Mais si vous êtes en panne, regardez autour de vous. Il y a sûrement une maison ou un magasin tout près; vous pouvez aller frapper à la porte et demander de vous brancher sur leur prise 110V si vous êtes vraiment mal pris! Vous n’êtes pas obligé de vous brancher sur une borne de recharge pour faire le plein d’électrons. En effet, chaque voiture électrique est livrée avec un fil 110V afin de la brancher. La recharge n’est certes pas rapide (environ 10 km par heure) mais ça dépanne.

D’un autre côté, si vous faites une panne avec une voiture à essence, trouver de l’essence, c’est un peu plus compliqué que de trouver une prise de courant !

Une voiture à essence consomme davantage d’électricité qu’un véhicule électrique!

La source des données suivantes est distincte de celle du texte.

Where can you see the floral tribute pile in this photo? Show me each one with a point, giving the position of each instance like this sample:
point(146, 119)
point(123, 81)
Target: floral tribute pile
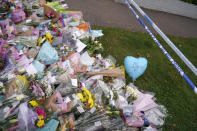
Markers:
point(53, 75)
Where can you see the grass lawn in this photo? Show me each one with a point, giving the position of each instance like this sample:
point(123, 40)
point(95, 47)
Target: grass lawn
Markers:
point(161, 77)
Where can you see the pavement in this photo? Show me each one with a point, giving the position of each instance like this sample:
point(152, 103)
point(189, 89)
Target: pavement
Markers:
point(110, 14)
point(177, 7)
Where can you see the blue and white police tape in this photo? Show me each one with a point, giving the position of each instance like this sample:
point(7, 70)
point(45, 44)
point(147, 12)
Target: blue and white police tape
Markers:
point(164, 51)
point(168, 41)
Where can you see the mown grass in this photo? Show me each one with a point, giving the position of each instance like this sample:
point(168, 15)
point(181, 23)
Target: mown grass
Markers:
point(161, 77)
point(190, 1)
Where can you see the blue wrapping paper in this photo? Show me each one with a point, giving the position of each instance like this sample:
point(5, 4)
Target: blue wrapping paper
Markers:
point(47, 54)
point(39, 67)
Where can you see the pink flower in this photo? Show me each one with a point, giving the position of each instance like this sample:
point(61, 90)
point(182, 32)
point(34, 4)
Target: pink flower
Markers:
point(40, 112)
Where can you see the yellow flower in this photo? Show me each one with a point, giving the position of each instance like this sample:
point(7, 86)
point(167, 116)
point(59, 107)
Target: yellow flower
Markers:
point(40, 123)
point(40, 117)
point(33, 103)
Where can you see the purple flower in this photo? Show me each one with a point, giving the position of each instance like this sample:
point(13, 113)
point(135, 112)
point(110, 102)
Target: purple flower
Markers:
point(40, 112)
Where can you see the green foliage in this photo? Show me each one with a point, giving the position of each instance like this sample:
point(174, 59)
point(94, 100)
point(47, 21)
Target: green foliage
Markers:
point(191, 1)
point(160, 77)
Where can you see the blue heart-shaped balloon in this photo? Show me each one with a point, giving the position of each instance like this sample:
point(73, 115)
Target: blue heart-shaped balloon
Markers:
point(135, 67)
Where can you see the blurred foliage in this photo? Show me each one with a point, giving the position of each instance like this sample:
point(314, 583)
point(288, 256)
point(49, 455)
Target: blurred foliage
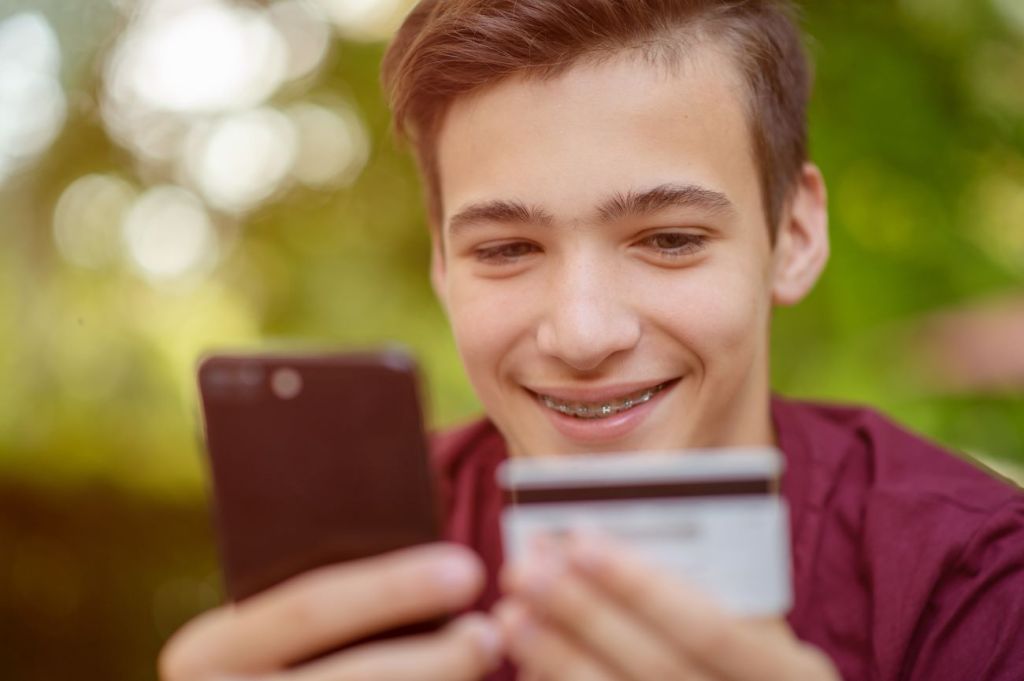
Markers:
point(918, 123)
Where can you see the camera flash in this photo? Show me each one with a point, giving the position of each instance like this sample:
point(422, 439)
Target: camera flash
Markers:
point(286, 383)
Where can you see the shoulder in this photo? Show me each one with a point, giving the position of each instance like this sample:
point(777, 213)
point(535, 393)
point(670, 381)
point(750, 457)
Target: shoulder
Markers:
point(936, 542)
point(890, 459)
point(456, 449)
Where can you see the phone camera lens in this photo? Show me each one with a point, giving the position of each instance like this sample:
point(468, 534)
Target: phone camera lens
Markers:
point(286, 383)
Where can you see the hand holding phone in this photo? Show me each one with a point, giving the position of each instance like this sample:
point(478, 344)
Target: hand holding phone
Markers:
point(270, 632)
point(320, 475)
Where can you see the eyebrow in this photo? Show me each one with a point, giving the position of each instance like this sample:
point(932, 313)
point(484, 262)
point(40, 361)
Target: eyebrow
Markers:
point(620, 205)
point(662, 198)
point(499, 211)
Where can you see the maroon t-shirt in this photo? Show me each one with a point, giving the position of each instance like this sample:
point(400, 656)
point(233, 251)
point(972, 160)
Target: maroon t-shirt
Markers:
point(908, 562)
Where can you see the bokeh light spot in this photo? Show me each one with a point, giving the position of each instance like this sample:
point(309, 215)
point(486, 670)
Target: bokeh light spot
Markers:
point(365, 19)
point(242, 159)
point(87, 219)
point(333, 144)
point(209, 57)
point(32, 102)
point(169, 235)
point(306, 34)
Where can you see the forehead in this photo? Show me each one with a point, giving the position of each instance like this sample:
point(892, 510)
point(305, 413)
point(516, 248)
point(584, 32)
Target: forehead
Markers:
point(598, 129)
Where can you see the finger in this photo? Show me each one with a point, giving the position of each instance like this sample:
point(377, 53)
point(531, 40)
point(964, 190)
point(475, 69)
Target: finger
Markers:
point(600, 624)
point(465, 650)
point(542, 651)
point(326, 607)
point(725, 645)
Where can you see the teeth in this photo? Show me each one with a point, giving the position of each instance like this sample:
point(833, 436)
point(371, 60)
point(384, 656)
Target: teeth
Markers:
point(601, 410)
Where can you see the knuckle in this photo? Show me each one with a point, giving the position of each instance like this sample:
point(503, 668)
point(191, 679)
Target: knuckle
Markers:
point(664, 667)
point(179, 660)
point(309, 607)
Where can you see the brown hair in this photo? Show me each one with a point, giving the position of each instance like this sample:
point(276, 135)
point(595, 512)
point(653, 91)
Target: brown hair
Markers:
point(446, 48)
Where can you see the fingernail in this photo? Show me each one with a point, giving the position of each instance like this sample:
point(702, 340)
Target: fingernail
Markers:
point(516, 620)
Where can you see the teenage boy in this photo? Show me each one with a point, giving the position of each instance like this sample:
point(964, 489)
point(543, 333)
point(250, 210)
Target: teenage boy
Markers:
point(619, 193)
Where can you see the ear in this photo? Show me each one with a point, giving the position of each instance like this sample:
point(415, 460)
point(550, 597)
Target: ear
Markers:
point(438, 270)
point(802, 242)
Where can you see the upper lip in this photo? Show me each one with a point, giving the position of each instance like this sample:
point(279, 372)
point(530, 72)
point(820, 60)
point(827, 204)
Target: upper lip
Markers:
point(595, 393)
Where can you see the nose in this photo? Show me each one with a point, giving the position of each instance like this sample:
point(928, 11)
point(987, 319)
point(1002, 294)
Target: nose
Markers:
point(588, 315)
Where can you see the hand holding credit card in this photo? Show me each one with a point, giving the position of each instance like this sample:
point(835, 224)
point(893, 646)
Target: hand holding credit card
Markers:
point(714, 518)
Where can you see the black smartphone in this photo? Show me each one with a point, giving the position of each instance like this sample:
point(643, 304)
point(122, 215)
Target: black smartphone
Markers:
point(314, 460)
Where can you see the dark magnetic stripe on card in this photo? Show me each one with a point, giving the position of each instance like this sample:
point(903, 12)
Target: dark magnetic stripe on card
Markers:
point(633, 492)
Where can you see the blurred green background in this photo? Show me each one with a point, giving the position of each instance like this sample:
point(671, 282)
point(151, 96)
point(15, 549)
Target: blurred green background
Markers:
point(180, 175)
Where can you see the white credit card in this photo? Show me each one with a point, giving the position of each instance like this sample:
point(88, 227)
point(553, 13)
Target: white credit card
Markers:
point(714, 517)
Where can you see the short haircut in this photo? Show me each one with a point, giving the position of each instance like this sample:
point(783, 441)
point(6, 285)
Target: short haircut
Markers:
point(448, 48)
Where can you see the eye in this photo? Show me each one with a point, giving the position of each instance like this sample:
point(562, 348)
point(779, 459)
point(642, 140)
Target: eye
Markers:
point(505, 253)
point(675, 244)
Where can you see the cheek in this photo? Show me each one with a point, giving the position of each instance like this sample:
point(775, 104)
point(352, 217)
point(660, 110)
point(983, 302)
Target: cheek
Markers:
point(721, 313)
point(488, 318)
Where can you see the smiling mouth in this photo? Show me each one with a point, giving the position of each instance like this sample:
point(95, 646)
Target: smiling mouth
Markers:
point(605, 409)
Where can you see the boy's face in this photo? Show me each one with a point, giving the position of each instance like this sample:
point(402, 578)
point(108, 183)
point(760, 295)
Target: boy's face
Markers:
point(605, 262)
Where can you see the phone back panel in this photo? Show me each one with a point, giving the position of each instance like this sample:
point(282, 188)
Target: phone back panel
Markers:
point(314, 460)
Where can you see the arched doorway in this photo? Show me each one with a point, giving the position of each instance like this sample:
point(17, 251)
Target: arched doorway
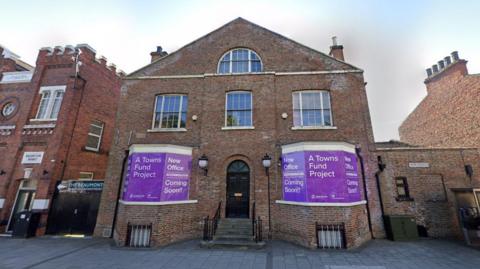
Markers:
point(238, 190)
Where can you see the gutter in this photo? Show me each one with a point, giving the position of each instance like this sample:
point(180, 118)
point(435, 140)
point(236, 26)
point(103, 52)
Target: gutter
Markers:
point(365, 192)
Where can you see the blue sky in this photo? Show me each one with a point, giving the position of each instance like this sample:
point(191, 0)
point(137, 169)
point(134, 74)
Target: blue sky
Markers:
point(393, 41)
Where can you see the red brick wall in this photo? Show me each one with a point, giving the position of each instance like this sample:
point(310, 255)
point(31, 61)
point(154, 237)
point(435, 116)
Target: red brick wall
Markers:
point(92, 95)
point(297, 223)
point(449, 115)
point(430, 206)
point(272, 96)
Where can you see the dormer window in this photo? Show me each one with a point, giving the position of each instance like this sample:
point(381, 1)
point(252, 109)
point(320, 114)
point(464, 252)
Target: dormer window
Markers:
point(240, 61)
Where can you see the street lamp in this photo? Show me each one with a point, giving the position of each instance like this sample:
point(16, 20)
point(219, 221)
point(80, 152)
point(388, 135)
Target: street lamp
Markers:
point(267, 162)
point(203, 163)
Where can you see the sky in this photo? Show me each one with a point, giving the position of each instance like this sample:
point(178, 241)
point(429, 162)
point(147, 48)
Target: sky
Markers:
point(393, 41)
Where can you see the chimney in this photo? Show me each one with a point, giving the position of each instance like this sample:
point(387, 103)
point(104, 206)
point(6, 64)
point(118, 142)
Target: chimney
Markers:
point(455, 57)
point(159, 53)
point(441, 65)
point(429, 72)
point(336, 51)
point(448, 61)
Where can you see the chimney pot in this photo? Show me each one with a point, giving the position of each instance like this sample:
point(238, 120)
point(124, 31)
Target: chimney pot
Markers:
point(441, 65)
point(429, 72)
point(448, 61)
point(336, 51)
point(455, 56)
point(334, 41)
point(159, 53)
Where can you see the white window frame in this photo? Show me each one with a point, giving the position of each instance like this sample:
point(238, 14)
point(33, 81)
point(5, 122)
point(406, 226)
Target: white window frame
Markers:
point(89, 174)
point(226, 127)
point(231, 61)
point(161, 113)
point(96, 135)
point(322, 126)
point(53, 91)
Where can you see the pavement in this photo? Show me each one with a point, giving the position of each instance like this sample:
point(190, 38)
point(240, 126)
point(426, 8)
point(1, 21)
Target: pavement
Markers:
point(51, 252)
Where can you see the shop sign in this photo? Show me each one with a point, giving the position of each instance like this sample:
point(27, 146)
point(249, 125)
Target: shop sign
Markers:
point(320, 177)
point(32, 157)
point(157, 177)
point(418, 165)
point(80, 186)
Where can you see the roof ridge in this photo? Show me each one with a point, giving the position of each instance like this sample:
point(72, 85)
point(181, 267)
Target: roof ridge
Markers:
point(249, 22)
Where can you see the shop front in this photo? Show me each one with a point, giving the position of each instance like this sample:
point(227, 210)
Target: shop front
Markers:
point(322, 203)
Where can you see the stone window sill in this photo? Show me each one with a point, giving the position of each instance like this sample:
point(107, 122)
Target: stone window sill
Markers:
point(228, 128)
point(320, 204)
point(43, 119)
point(166, 130)
point(296, 128)
point(404, 199)
point(159, 203)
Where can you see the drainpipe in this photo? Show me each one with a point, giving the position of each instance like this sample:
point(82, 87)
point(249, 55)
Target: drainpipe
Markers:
point(365, 192)
point(119, 192)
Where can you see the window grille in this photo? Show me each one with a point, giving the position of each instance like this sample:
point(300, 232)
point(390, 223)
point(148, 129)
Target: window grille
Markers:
point(331, 236)
point(138, 235)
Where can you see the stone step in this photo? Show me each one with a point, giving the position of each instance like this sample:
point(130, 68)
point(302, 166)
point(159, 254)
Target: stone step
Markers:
point(233, 236)
point(233, 232)
point(233, 243)
point(240, 228)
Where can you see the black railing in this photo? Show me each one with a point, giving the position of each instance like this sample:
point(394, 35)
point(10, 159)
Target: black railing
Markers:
point(257, 226)
point(210, 224)
point(253, 219)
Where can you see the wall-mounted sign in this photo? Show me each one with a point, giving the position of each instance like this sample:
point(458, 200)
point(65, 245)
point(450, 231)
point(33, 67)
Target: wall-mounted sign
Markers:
point(17, 77)
point(80, 186)
point(157, 176)
point(32, 157)
point(326, 176)
point(418, 165)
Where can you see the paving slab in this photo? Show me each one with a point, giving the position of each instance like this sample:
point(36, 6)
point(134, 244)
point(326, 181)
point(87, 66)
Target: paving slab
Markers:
point(58, 253)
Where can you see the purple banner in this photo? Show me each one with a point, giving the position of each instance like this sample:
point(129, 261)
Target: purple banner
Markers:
point(157, 177)
point(320, 176)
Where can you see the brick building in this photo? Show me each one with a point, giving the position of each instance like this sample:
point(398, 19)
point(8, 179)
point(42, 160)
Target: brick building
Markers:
point(431, 184)
point(198, 127)
point(449, 115)
point(447, 119)
point(56, 124)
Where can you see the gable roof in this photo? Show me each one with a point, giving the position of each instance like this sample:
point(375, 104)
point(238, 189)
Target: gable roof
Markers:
point(235, 21)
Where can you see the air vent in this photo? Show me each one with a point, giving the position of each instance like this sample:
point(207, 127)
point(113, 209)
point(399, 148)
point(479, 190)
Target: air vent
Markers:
point(138, 235)
point(331, 236)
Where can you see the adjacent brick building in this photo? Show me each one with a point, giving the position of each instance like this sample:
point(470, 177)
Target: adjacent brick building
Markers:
point(195, 125)
point(56, 124)
point(431, 184)
point(449, 115)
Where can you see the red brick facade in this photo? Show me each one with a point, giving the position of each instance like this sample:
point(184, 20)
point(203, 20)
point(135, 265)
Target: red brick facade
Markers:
point(449, 115)
point(433, 176)
point(90, 94)
point(192, 70)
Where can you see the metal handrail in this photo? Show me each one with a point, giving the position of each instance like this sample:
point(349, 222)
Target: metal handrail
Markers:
point(257, 226)
point(210, 224)
point(253, 219)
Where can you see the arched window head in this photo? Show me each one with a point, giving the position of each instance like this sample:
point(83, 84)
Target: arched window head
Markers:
point(240, 61)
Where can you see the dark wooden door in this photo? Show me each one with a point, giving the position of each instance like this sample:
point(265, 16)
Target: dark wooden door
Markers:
point(238, 191)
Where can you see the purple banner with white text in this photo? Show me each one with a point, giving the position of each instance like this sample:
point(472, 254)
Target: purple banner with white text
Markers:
point(320, 177)
point(157, 177)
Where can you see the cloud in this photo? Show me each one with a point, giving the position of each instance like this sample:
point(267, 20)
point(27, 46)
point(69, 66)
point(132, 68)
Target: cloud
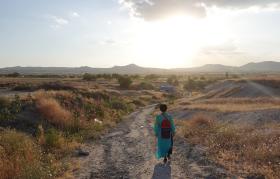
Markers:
point(56, 21)
point(108, 41)
point(74, 14)
point(59, 20)
point(156, 9)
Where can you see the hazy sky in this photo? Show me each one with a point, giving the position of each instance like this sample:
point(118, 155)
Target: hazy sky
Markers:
point(155, 33)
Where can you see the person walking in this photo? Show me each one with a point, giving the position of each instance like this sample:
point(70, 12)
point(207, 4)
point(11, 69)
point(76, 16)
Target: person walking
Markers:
point(164, 129)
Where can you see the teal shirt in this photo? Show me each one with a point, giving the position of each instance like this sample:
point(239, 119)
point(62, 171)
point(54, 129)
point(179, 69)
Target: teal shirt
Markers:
point(163, 145)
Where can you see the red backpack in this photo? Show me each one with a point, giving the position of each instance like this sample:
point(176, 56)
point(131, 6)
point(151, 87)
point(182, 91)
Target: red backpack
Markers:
point(165, 128)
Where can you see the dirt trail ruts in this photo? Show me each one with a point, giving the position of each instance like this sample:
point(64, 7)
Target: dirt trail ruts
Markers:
point(128, 152)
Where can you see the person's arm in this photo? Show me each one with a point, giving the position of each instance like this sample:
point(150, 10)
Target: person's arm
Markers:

Les détracteurs des véhicules électriques utilisent parfois l’argument de «l’électricité sale» : ils disent que les VÉ polluent quand même puisque l’électricité qu’ils consomment provient du charbon ou d’un autre combustible fossile (ce n’est pas le cas au Québec où l’électricité est propre). C’est un peu vrai, mais un tel argument fait abstraction d’un élément crucial de l’équation : la production de pétrole est très énergivore en électricité. Ainsi, lorsqu’un automobiliste fait le plein d’essence, l’électricité qui aurait pu nourrir un VÉ a déjà été consommée pour fabriquer l’essence que la voiture va ensuite brûler… en polluant.